足枷の重さ

 

  「旦那様、この縁談は受けていただきますよ」

夕刻、私の部屋で、お兄様と萩野は言い争っていた。

「意に沿わぬ結婚をしろというのか」

何度目だろう・・・・また新しい縁談が持ち上がったのだ・・・・

「東條家をお潰しになるおつもりですか?」

三十路になろうとするお兄様に、次々と縁談が持ち上がるのは不思議な事ではない。

次々と断るお兄様が不思議なのだ・・・・・

私のせい?・・・・・

「旦那様・・・私は東條の家を守る為、貴方様の足枷を共に担う決意を致しました。人道に反してです。

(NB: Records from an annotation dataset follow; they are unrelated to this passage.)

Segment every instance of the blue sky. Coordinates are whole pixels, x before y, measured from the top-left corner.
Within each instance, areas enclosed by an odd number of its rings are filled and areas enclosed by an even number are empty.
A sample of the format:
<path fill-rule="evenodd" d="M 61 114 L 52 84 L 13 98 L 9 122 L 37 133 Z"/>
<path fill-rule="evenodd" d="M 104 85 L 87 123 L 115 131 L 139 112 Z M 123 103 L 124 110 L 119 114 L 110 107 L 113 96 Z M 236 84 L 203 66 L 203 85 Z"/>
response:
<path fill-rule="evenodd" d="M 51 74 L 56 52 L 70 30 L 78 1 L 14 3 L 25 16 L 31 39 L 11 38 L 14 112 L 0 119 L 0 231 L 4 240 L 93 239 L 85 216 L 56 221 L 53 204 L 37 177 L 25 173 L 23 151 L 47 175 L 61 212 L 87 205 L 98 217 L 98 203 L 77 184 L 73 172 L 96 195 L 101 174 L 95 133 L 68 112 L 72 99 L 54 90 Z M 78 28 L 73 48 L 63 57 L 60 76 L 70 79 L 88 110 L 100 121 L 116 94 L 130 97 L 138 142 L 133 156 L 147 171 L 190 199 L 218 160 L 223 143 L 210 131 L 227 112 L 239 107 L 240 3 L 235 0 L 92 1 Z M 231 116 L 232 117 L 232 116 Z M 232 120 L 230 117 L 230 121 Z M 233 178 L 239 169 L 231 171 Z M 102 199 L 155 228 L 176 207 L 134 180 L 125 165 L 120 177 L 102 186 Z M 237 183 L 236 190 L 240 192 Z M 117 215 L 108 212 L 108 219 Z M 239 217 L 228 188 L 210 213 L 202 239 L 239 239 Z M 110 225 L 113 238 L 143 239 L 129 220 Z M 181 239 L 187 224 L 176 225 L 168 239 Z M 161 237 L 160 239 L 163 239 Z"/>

お家を守るのが私の務め、旦那様がそのおつもりなら、私は静瑠様の件から降りさせていただきます。」

「警察にでも行くつもりか?」

「お暇を取らせていただきます。静瑠様は九条様のところにお連れ致します。」

萩野は、ただの使用人ではなかった。先代から使えてきた、ある意味、お兄様の保護者であった。

確かに、家を存続させる為に跡取りは必要・・・・お兄様は結婚しなければならない。

「それでも・・・今回お勧めいたしますのは、いつもの政略結婚的な縁談では無いからなのです。

大道寺家のお嬢様が旦那様をおみそめになられて・・・・」

「それがいかんというのだ」

愛するものから愛されない辛さを、お兄様は知っているから・・・・・

「いいえ。旦那様は誰かから愛されると言う事を知らなければなりません。このままではいけません」

「由梨絵を犠牲にするのか・・・・」

「愛しなされませ・・・旦那様も。由梨絵様を・・・・」

「無理だろう」

いっそ・・・お兄様が女の方を愛されたなら・・・私は救われるだろう。

報われない愛に悲しむお兄様を見てはいられない。だからと言って、私はお兄様を男性として見る事が出来ない。

それに・・・私は人形なのだ。

人形と一生暮らすより、結婚して家庭を持つのが正常な生き方ではないか・・・

雅彦さまも・・・・・・後で私が雅彦様の所に行ったとて、仕方の無い事。

私は・・・人形なのだ・・・・

「ご結婚は旦那様の義務です。」

また一つ、お兄様は重い足枷を担った・・・・・結婚という・・・・

私の件でお兄様は、萩野には逆らえない。縁談は進んでいった。

その後、大道寺由梨絵という女性が、私の部屋にも来た。お兄様同伴で・・・・

父親の右腕となって企業を支えていた才女で、引く手あまたの美人だそうだ・・・・

しかし、お兄様の前では彼女は、か弱い乙女でしかなかった。

本当に好きなのだ・・・・お兄様が・・・

事故で身体の自由を失ったという私を、彼女は時々見舞ってくれた。萩野かお兄様同伴で・・・・・

お兄様も彼女には紳士的だった。すばらしいポーカーフェイスだった。

もし・・・本当の事を彼女が知ったら・・・

やはり、兄の言うとおり、この結婚はすべきではなかったのかも知れない・・・

式には私は身体の不具合のため参席しなかった。多くの人の目に触れる事は 危険なのだ

仕事の為、新婚旅行にも行かないまま、お兄様は帰宅し、すぐに新婦を部屋に送り

私に逢いに来た。

「静瑠・・・・」

そう言って私を抱きしめた。長い間・・・・私に対するお兄様の純情を感じた。

「旦那様・・」

萩野の呼ぶ声に、名残惜しげに立ち去るお兄様・・・・

お幸せに・・・・彼が私から解き放たれる事をただひたすらに祈った。

 

 

 

そして・・・・孤独が押し寄せてくる・・・

私は・・・一人・・・忘れ去られる人形・・・

 

 

 

 

 

 

その日から一人の時間が苦痛になった。